Sulphur or sulfur? has proved to be such a runaway success that I have declared it hors de concours.
A recent post about a translation problem that I had concerning clients who think they know best has proved remarkably popular with alphabetical order following it. My discussion of the gender of ships (should a ship be referred to with feminine pronouns?) has been attracting readers. Number four is one of the series of screenshots from my books, in this case the article about the word folk from A Guide to English Language Usage. Commas and relative clauses come next with a strange example from the Guardian newspaper and apostrophes are an eternal bugbear for pedants. My view is clear: ‘Apostrophes in English are a menace and should be abolished.’ Harp Marx was no doubt a good, true and loyal man so my post entitled Harpo Marx a false friend looks at the falsity of friends from the language point of view. Is the word people singular or plural? It can be either and I look at this odd phenomenon in the context of Sunday’s election in Catalonia. Derby and the rest, which discusses the pronunciation of that name and others in British English, is the only member of this list to have survived from last time while coming in at number ten we have a pernicketiness of pedants – surely the correct word for them.
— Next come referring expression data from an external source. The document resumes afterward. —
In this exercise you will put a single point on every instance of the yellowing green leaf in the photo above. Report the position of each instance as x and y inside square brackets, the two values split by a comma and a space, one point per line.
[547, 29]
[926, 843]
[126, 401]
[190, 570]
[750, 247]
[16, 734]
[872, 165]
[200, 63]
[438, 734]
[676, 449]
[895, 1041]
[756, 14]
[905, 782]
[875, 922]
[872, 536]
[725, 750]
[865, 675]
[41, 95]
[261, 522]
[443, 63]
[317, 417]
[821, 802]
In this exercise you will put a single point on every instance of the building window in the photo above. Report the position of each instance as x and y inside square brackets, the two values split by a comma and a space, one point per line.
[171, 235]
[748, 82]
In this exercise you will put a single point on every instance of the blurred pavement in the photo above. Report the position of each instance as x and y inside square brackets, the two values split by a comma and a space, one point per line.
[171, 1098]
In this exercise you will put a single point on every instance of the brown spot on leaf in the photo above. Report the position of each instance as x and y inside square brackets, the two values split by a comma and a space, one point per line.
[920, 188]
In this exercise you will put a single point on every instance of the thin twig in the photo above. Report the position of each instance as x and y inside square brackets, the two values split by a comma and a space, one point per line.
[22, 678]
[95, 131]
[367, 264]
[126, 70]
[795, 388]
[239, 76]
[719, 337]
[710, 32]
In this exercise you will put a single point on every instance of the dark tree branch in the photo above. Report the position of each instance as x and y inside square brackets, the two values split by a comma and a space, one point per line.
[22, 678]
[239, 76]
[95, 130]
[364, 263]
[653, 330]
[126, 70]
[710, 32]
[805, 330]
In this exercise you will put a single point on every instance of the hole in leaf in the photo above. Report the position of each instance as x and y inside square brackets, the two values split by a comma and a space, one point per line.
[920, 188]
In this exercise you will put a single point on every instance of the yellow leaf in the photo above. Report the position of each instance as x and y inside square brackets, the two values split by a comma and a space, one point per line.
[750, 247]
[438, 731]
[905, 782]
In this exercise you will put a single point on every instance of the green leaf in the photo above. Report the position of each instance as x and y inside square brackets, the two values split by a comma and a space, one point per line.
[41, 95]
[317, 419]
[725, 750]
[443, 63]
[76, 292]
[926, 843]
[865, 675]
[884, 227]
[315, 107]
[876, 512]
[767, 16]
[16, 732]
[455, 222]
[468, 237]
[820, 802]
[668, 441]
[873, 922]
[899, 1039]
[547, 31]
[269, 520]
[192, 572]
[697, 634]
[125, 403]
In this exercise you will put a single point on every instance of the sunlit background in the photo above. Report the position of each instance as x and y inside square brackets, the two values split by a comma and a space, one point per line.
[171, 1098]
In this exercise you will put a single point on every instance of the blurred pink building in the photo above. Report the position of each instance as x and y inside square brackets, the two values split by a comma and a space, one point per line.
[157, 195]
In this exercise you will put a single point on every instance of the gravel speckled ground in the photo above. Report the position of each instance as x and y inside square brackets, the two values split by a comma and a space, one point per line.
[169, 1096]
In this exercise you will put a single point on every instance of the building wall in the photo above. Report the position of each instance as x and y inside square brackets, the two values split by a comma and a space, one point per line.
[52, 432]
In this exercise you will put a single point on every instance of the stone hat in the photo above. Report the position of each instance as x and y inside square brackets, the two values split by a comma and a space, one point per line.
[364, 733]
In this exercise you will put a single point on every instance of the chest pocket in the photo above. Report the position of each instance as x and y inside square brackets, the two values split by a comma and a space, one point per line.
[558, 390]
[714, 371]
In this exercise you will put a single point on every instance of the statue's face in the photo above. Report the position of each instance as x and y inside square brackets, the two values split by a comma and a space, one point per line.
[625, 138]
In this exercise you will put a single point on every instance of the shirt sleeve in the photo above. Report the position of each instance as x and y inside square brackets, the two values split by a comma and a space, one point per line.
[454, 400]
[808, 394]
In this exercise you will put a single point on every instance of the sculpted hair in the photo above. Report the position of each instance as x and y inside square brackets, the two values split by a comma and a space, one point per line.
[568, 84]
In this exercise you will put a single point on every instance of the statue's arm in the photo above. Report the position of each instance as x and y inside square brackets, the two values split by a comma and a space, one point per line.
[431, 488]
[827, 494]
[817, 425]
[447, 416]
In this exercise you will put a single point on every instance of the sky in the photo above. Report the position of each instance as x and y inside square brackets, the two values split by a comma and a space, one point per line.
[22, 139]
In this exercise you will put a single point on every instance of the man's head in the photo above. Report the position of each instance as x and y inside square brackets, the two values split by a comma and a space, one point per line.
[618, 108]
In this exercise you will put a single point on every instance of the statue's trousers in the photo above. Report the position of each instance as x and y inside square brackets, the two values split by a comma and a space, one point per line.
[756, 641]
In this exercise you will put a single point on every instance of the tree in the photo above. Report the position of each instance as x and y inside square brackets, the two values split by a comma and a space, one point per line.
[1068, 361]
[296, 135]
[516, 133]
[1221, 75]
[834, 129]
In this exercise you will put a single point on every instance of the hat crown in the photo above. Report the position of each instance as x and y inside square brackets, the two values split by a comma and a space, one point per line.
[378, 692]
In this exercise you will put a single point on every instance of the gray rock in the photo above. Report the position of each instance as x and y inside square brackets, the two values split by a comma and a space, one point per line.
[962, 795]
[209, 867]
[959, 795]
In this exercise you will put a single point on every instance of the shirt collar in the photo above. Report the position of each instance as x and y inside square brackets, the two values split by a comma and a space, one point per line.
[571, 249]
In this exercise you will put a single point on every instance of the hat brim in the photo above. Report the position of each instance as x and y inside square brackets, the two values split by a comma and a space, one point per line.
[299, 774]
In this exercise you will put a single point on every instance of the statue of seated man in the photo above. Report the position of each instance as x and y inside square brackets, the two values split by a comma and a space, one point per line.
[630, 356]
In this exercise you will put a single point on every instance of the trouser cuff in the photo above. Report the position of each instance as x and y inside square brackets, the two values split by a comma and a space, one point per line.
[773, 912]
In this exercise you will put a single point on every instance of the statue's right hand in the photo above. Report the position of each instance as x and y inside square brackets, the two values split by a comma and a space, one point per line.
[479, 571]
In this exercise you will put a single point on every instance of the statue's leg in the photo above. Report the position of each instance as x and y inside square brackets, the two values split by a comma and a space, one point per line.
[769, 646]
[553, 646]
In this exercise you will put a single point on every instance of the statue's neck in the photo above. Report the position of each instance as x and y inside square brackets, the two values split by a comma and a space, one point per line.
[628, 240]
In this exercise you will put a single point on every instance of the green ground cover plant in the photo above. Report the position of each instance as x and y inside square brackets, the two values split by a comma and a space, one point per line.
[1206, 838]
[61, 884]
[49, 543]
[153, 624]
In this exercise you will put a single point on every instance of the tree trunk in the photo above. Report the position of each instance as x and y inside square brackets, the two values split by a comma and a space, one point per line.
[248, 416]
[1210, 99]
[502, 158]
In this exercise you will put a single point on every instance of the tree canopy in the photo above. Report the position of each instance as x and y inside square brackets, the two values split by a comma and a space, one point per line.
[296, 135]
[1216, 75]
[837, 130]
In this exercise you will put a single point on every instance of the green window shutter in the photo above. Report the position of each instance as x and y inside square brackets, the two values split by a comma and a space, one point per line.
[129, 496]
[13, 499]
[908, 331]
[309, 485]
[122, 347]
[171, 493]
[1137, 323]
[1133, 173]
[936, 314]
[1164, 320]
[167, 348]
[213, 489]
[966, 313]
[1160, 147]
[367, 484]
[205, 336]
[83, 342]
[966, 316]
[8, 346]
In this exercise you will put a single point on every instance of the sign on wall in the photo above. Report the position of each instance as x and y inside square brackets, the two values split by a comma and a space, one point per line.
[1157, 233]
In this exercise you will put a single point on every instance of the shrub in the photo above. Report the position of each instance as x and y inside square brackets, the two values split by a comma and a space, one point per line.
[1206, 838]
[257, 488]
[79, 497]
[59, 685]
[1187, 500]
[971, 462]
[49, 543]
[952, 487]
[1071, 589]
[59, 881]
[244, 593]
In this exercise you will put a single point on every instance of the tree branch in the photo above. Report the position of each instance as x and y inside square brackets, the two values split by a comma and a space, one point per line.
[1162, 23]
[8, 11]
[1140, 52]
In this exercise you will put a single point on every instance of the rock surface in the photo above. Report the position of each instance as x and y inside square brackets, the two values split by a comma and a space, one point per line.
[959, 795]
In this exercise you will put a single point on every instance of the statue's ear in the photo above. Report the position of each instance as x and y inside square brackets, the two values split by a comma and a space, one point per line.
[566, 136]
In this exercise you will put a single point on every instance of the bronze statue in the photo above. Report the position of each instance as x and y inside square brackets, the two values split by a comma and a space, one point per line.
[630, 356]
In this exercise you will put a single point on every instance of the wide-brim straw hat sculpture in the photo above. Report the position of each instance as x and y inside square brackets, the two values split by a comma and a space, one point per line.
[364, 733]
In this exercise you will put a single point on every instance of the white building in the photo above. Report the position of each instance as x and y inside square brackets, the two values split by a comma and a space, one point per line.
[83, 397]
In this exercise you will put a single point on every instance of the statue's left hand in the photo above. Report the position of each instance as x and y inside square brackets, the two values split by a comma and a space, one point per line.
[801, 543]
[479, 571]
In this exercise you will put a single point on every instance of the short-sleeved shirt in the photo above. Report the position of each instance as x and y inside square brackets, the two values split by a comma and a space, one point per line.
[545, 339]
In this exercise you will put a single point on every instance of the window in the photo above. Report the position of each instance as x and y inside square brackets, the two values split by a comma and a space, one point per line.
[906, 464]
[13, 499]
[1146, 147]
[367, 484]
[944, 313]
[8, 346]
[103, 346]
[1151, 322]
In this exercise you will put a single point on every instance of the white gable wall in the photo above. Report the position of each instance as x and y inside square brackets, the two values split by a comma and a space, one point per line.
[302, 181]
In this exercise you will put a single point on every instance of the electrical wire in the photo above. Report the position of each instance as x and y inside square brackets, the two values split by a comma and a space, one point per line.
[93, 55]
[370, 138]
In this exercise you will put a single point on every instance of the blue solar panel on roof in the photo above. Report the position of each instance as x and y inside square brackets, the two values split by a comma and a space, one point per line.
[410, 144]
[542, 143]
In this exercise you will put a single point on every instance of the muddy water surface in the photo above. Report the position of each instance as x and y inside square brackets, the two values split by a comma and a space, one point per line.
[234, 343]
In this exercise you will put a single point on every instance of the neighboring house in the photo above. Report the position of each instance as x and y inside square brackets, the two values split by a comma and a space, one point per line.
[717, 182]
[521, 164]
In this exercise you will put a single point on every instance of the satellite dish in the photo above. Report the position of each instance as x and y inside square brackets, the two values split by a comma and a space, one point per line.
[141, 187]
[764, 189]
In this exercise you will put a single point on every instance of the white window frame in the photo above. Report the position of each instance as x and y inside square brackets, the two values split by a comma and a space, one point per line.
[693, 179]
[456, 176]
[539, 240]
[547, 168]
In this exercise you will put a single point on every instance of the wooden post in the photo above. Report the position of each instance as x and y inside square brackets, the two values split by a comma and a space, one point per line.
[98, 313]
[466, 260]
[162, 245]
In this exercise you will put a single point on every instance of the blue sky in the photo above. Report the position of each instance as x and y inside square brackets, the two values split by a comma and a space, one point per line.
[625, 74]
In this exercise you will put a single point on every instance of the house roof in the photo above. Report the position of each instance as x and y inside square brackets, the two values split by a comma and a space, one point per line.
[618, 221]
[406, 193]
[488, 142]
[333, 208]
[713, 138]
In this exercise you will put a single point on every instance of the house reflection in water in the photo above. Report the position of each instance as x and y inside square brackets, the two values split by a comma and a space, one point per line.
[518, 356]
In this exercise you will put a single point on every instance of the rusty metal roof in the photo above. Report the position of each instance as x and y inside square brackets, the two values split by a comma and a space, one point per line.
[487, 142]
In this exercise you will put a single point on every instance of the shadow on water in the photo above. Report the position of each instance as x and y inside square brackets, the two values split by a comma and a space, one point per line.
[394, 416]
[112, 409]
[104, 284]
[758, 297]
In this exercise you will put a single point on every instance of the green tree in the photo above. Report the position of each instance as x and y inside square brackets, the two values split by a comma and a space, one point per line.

Not surprisingly, the Top Ten tend to be recent posts so I will go to the bottom of the pile to find some older ones that are still well worth looking at. First off, there is my apology to the Dhivehi language; to find out what I am apologising for please follow the link in the post. Of that ilk is one of those expressions that has gained a new life meaning something different from what it meant originally. Confusion in Oxford dictionaries? Well … I am a Cambridge man myself … Seriously though, Oxford dictionaries are one of the joys of the English language but sometimes things can be a little odd – as with any undertaking on that scale. Checking things is always a good thing for a translator to do and a comma catastrophe can wreck even the most important advertising material. The Word of the Year for 2009 was bailout and it came with some fascinating others. Brits and languages don’t usually mix easily, but language learning is not as good in Spain as it could be and one Spanish MEP discovered the problems with learning English. Problems with numbers have a language aspect and homophones are lying in wait for the unwary. That’s ten but I can’t resist mentioning the post about zero taller ants and other eggcorns.